Moreover, if the proposed public charge is implemented, hospitals, especially safety-net hospitals where Medicaid reimbursement accounts for at least fifty percent of its income, will also be in jeopardy. Hospitals will be financially burdened if immigrants are not able to access some public services. Hospitals are required to see uninsured individuals, including unauthorized immigrants, in emergent situations if they appear in the emergency room. Consequently, the public charge is likely to cause immigrants to prolong their healthcare needs to their own detriment, effecting public health, as well as the safety-net hospitals detriment because the cost of care is higher for sicker patients thus dipping further into allotted Medicaid funds.

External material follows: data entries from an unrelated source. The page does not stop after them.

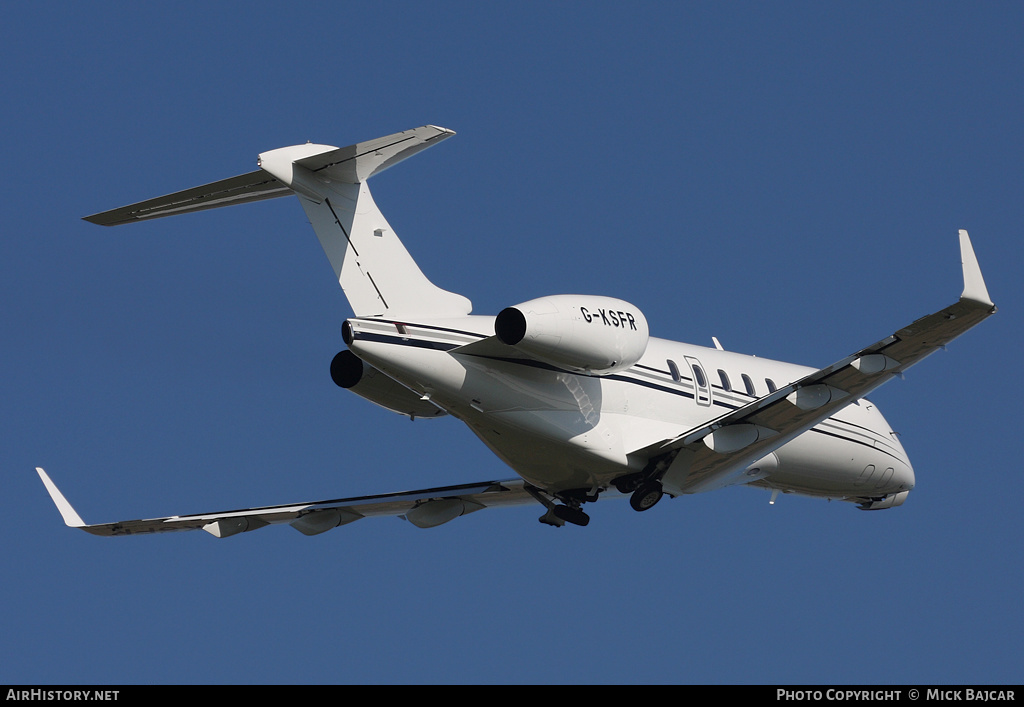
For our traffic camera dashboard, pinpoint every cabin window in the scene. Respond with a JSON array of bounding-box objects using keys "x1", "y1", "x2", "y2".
[
  {"x1": 691, "y1": 365, "x2": 708, "y2": 388},
  {"x1": 743, "y1": 373, "x2": 757, "y2": 396},
  {"x1": 666, "y1": 361, "x2": 682, "y2": 383},
  {"x1": 718, "y1": 369, "x2": 732, "y2": 392}
]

Hospitals that receive Medicaid reimbursement will need to implement strategic planning to elongate their allotted Medicaid funding and prevent the hospitals from taking on costs themselves. Medical professionals, both within the c-suite and medical providers, will need to develop lines of communication within the hospital in order to monitor uninsured patient’s care. In order to prevent any patient, whether immigrant or US-born, from delaying necessary medical treatment, it would behoove all parties to implement policies to continue care for the patient on a preventative care basis. Beginning preventative care now will likely preserve some of Medicaid funding for the next patient. Further, low rates of insurance for undocumented immigrants evidence their independent ability to pay for medical care out-of-pocket. Hospitals should provide preventative care to immigrants in non-emergent situations without the concern of becoming a public charge or threat against citizenship eligibility.
Ultimately, the public charge should not be any more burdensome than it is currently. Considering the state of the American healthcare system, removal of immigrant subsidies will have negative implications on U.S. citizens. If immigrants have shown their ability to contribute to the system in a positive manner, they should not be restricted from doing so.